Through The Fly's Eyes: Monster Worldwide
from Laurie Pasternack of Theflyonthewall.com
The Monster That Wouldn't Be Taken Over. Yet.
For months now, there has been endless speculation in the market that Monster Worldwide (MNST) would be taken over. In the past days, including today, and weeks, rumors are coming fast and furious. Thanks to the recent appointments of CEO Sal Ianuzzi and CFO Timothy Yates, who worked together at Symbol Technologies (SBL), the stock has been trading up. These appointments were "designed to simplify and streamline [Monster's] operations on a global basis," the company said in a press release, and are intended to fuel future growth.
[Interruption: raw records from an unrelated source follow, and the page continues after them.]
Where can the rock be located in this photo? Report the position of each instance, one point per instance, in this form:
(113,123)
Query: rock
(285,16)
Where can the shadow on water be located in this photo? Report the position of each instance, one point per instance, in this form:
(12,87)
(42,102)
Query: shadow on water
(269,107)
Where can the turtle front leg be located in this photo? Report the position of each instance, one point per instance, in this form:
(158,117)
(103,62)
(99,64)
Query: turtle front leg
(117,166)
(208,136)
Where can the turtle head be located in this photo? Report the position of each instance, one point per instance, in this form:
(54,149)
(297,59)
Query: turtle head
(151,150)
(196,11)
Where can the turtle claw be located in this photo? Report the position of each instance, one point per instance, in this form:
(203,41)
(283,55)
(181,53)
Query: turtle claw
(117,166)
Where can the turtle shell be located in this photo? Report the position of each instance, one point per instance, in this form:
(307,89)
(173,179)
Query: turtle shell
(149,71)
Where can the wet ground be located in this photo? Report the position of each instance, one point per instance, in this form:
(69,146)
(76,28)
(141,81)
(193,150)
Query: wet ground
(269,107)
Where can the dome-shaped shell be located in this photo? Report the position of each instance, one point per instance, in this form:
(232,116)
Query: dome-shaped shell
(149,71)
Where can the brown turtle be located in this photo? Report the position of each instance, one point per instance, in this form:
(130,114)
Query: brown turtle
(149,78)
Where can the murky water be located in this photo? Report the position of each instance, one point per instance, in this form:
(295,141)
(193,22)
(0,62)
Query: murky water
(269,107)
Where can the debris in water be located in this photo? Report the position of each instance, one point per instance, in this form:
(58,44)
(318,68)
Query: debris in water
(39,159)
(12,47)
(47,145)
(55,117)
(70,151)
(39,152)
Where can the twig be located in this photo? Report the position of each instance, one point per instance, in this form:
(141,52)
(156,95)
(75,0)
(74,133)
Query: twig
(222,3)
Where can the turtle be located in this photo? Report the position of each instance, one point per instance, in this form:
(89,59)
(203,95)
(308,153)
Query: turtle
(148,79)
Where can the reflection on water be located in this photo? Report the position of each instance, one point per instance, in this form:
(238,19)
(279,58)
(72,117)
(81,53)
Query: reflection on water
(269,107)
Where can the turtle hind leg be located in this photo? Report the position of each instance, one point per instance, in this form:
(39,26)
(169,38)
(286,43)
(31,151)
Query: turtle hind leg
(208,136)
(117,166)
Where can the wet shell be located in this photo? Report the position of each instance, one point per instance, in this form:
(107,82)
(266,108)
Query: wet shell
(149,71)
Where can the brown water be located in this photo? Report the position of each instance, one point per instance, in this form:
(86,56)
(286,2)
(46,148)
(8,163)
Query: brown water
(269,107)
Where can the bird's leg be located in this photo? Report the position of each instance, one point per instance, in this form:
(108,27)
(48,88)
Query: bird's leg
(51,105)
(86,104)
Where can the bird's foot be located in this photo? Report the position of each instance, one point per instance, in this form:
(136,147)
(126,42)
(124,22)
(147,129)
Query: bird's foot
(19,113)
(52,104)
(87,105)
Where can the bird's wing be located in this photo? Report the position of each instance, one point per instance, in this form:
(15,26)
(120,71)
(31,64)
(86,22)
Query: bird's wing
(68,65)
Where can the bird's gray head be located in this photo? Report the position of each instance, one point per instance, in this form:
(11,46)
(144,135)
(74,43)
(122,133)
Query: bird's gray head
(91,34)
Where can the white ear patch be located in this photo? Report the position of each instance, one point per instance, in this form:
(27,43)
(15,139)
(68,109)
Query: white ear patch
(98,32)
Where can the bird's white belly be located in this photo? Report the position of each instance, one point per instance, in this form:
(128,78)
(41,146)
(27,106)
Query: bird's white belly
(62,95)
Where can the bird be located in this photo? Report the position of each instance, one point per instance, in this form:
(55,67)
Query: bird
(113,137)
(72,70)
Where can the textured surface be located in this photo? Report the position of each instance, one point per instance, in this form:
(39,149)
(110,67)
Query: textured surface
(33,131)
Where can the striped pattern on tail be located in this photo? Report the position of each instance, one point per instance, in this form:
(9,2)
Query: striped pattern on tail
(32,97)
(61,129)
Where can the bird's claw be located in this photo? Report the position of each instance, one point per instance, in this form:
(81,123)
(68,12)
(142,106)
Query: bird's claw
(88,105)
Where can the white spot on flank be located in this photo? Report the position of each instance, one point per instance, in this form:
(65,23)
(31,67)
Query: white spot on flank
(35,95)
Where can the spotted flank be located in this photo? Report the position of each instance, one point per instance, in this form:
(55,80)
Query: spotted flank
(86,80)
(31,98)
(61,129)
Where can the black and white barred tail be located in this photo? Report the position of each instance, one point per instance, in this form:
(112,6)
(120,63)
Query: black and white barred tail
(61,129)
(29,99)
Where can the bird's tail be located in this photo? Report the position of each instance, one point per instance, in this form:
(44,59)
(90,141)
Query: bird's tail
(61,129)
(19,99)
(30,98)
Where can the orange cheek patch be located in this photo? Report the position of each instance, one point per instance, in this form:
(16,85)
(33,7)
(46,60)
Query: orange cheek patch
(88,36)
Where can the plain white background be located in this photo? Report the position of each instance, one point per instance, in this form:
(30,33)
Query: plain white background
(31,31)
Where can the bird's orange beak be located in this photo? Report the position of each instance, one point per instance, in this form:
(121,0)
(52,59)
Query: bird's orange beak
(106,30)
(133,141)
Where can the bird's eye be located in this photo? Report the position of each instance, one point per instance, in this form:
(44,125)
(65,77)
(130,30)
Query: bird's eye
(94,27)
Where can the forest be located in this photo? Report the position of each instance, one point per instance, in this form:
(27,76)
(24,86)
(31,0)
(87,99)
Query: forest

Possible suitors for Monster have included Yahoo! (YHOO) and Google (GOOG), as well as newspaper publishers and, more recently, private-equity firms. Does this mean a sale will come any time soon for the global online employment solution provider? It depends on who you ask:
On the "not for sale" side of the fence is Wachovia, who says that after speaking with management, they’re confident the company has no intention to sell in the near-term. Analysts at Goldman Sachs appear to agree, as they believe the restructuring in the upper ranks provides a second data point, indicating the company will not be sold. Goldman specifically says that the company's June and July volatility is near a 26-week average, which suggests non-directional risk.
Okay, but other firms beg to differ, including Stifel Nicolaus, which says the appointment of Yates is evidence that management would consider strategic alternatives - alternatives which may include selling the company. The firm points to the sale of Symbol Technologies to Motorola (MOT) on Ianuzzi’s and Yates’s watch.
LBO or no, many firms agree that now is the time to buy shares of Monster.